The external world is represented in the brain as spatiotemporal patterns of electrical activity. Sensory signals, such as light, sound, and touch, are transduced at the periphery and subsequently transformed by various stages of neural circuitry, resulting in increasingly abstract representations through the sensory pathways of the brain. It is these representations that ultimately give rise to sensory perception. Deciphering the messages conveyed in the representations is often referred to as "reading the neural code." True understanding of the neural code requires knowledge of not only the representation of the external world at one particular stage of the neural pathway, but ultimately how sensory information is communicated from the periphery to successive downstream brain structures. Our laboratory has focused on various challenges posed by this problem, some of which I will discuss. In contrast, prosthetic devices designed to augment or replace sensory function rely on the principle of artificially activating neural circuits to induce a desired perception, which we might refer to as "writing the neural code." This requires not only significant challenges in biomaterials and interfaces, but also in knowing precisely what to tell the brain to do. Our laboratory has begun some preliminary work in this direction that I will discuss. Taken together, an understanding of these complexities and others is critical for understanding how information about the outside world is acquired and communicated to downstream brain structures, in relating spatiotemporal patterns of neural activity to sensory perception, and for the development of engineered devices for replacing or augmenting sensory function lost to trauma or disease. Finally, I will try to provide a perspective on the recent activities associated with the White House driven Brain Initiative, which has the mission of advancing Neuroscience research through the development of Neurotechnologies.

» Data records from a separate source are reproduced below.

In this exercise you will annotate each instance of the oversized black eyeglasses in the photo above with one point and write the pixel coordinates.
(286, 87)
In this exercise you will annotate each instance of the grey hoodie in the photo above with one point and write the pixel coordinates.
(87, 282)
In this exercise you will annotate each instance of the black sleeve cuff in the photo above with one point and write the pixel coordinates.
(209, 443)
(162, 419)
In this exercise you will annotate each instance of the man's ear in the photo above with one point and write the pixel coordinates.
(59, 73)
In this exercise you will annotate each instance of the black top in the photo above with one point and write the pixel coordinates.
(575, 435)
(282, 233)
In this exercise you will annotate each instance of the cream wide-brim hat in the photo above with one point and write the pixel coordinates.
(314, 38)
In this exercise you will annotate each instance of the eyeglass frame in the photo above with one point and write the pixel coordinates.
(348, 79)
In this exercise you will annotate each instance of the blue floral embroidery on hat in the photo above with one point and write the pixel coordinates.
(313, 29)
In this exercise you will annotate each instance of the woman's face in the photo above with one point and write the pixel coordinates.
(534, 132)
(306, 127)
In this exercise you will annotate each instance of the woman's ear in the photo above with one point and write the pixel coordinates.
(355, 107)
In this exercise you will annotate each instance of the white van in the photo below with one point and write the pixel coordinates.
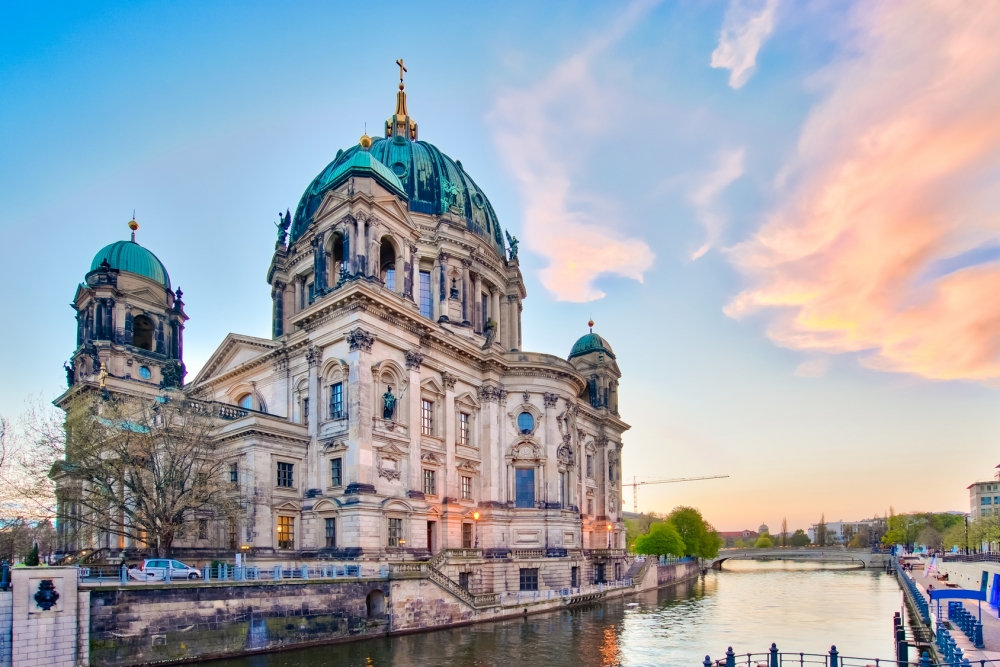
(157, 568)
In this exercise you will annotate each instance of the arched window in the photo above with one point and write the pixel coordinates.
(142, 332)
(387, 264)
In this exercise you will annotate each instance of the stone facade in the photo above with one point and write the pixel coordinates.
(393, 413)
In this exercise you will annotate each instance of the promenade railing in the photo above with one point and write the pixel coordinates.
(776, 658)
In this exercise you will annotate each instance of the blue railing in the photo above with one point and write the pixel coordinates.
(776, 658)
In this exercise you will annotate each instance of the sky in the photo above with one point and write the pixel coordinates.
(783, 216)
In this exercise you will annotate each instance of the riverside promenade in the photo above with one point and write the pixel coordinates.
(990, 613)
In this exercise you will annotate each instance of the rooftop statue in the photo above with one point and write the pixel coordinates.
(512, 242)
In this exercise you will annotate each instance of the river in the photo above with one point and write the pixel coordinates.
(800, 606)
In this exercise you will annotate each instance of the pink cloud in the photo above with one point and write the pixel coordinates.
(896, 169)
(541, 133)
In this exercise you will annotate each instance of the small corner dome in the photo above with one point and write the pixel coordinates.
(591, 343)
(131, 257)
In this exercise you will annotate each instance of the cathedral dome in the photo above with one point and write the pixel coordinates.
(591, 343)
(131, 257)
(431, 182)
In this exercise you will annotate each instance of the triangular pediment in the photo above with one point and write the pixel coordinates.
(235, 350)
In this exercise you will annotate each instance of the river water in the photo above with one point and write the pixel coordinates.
(802, 607)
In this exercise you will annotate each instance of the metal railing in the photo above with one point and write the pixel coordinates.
(776, 658)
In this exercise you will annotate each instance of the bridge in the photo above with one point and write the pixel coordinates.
(860, 557)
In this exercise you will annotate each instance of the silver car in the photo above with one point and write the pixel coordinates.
(157, 569)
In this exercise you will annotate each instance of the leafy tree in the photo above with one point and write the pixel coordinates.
(145, 470)
(661, 540)
(821, 531)
(799, 538)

Dr. Stanley's lab conducts research into how information about the outside world is encoded by the patterns of spiking neurons in the sensory pathways of the brain. They combine experimental and computational approaches to better understand ad control aspects of the neural code. Specifically they focus on the visual and somatosensory pathways at the junction between the sensory periphery and sensory cortex. Their experimental approaches include multi-site, multi-electrode recording, optical imaging, behavior, and patterned simulation. Their computational approaches include linear and nonlinear model estimation, information theory, observer analysis, and signal detection and discrimination. Their long-term goal is to provide surrogate control for circuits involved in sensory signaling, for pathways injured through trauma or disease.
In 2015, Dr. Stanley (and one other GT researcher) was selected to receive funding from the National Institutes of Health's (NIH) Brain Research through Advancing Innovative Neurotechnologies (BRAIN) Initiative, as part of a new round of projects for visualizing the brain in action. It's all part of the initiative launched by President Obama in 2014 as a broad effort to equip researchers with fundamental insights for treating a range of brain disorders, such as Alzheimer's, schizophrenia, autism, epilepsy and traumatic brain injury.
Dr. Stanley and Dr. Dieter Jaeger, professor in Emory University's Department of Biology, are principal investigators of a project titled, "Multiscale Analysis of Sensory-Motor Cortical Gating in Behaving Mice." Their overall goal is better understand and capture the flow of information as we sense and perceive the outside world, so that they can take action. Dr. Stanley, is a professor in the Wallace H. Coulter Department of Biomedical Engineering (BME), a joint department of Emory and Georgia Tech.
The IEEE EMBS society is grateful to Dr. Stanley for giving this lecture.